Untuk mengawali kegiatan saya di Kompasiana, saya ingin menampilkan tulisan saya di Kompas, Sabtu, 3 Januari 2004
--------------------------------
UNGKAPAN bahwa Indonesia kaya dengan sumber energi mungkin sudah saatnya tidak digunakan lagi. Mungkin ada rasa sakit atau tidak rela, tetapi fakta harus diterima. Sebentar lagi kita menjadi pengimpor neto minyak dan dalam jangka panjang juga pengimpor sumber energi lain. Apa yang terjadi sesudah kita menjadi negara pengimpor neto minyak atau setelah minyak kita habis?

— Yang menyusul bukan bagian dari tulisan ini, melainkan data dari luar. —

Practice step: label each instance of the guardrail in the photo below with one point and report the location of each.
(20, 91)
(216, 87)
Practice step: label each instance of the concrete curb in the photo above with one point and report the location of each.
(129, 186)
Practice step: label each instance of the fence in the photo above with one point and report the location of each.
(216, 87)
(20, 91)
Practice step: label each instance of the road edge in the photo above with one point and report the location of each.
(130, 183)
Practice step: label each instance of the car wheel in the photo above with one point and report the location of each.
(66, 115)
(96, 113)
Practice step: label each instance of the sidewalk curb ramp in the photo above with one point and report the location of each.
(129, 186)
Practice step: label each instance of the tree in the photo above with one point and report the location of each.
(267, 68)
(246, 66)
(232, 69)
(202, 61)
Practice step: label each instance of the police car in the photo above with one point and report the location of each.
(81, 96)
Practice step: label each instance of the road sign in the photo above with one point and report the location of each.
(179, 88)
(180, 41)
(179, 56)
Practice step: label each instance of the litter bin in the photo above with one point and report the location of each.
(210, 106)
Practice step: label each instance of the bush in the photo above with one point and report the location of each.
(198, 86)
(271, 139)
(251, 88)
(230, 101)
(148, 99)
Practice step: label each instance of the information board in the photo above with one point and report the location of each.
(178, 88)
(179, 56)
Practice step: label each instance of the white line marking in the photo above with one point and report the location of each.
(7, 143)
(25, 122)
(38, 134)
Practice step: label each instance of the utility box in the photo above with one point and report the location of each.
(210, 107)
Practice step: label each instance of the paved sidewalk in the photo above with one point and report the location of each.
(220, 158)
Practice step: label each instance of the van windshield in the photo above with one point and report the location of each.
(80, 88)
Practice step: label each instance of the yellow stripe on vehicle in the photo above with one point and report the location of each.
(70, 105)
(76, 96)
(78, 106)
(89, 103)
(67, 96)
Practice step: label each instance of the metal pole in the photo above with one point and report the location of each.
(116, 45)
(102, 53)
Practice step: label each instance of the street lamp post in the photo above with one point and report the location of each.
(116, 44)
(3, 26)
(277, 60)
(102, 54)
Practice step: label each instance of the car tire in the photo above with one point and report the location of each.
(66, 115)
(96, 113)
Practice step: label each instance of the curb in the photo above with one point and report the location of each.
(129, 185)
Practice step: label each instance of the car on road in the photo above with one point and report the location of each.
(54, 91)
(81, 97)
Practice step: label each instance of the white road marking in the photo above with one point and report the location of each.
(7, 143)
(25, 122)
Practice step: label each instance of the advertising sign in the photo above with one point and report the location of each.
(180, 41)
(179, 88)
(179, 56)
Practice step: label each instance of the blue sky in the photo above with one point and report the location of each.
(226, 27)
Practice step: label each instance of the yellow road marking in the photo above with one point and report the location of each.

Sumber daya minyak bumi Indonesia sekitar 321 miliar barrel (1,2 persen potensi dunia), gas bumi sekitar507 TSCF (3,3 persen potensi dunia), batu  bara sekitar 50 miliar ton (3 persen potensi dunia), panas bumi sekitar 27.000 MW (40 persen potensi dunia), dantenaga air sekitar 75.000 MW (0,02 persen potensi dunia). Cadangan terbukti minyak bumi pada tahun 2002 sekitar 5 miliar barrel, cadangan terbukti gas bumi sekitar 90 TSCF, dan cadangan terbukti batu bara sekitar 5 miliar ton.
Dengan tingkat produksi seperti pada tahun 2002, dan bila tidak ada cadangan terbukti baru, cadangan minyak bumi akan habis dalam waktu 10 tahun, gas bumi 30 tahun, dan batu bara 50 tahun. Menteri Energi dan Sumber Daya Mineral (ESDM) pada Kongres I Organisasi Profesi Praktisi Akuntansi Sumber Daya Alam dan Lingkungan di Baturaden, 12 Desember lalu (Kompas, 13/12/2003, hal 14), memperkirakan cadangan minyak bumi kita hanya dapat mencukupi kebutuhan hingga tujuh tahun ke depan.
Walaupun minyak bumi masih dapat diproduksi hingga tujuh atau sepuluh tahun mendatang, di tahun antara 2003 dan 2010 Indonesia akan menjadi pengimpor minyak neto. Direktur Pertamina pernah memperkirakan Indonesia jadi pengimpor neto pada tahun 2004. Bagaimana jika perkiraan Direktur Pertamina benar?
Kondisi ini perlu dicermati karena masalah energi berkaitan dengan kemakmuran bangsa. Krisis energi, secara khusus listrik, di Indonesia dapat menghambat perkembangan industri, menghambat upaya negara mengurangi jumlah orang miskin, dan menghambat program kesehatan nasional, khususnya penduduk di pedesaan.
Data dan proyeksi
Menurut Badan Pusat Statistik (BPS), ekspor impor minyak mentah Indonesia tahun 1998-2002 mengalami fluktuasi, tetapi surplus di pihak Indonesia. Surplustahun 1998 adalah 1.403,1 juta dollar AS; menjadi 1.754,3 juta dollar AS tahun 1999; 1.772,2 juta dollar
AS tahun 2000; dan 1.432,3 juta dollar AS tahun 2001.
Nilai surplus menurun tajam menjadi 67 juta dollar AS tahun 2002, yaitu kira-kira 1/21 kali dari nilai tahun
2001 atau 1/26 kali nilai tahun 2000. Jika kecenderungan ini berlanjut, benarlah di tahun 2004 Indonesia akan menjadi negara pengimpor neto minyak.
Proyeksi neraca ekspor impor Indonesia sampai tahun 2020 dapat dilihat pada Energy Outlook 2002 terbitan Pusat Studi Energi UI (EOS), hasil studi bersama IAEA-BPPT-BATAN tahun 2002 (CADES), dan APEC Energy Demand and Supply Outlook 2002 (APEC). Diproyeksikan Indonesia menjadi net importer pada tahun 2000 (EOS), antara tahun 2000 dan 2005 (CADES), sesudah tahun 2010 (APEC). Diperkirakan, mulai tahun 2010 Indonesia tidak lagi mampu mengekspor minyak (EOS). Dengan demikian, Indonesia mungkin tidak lagi menjadi anggota OPEC.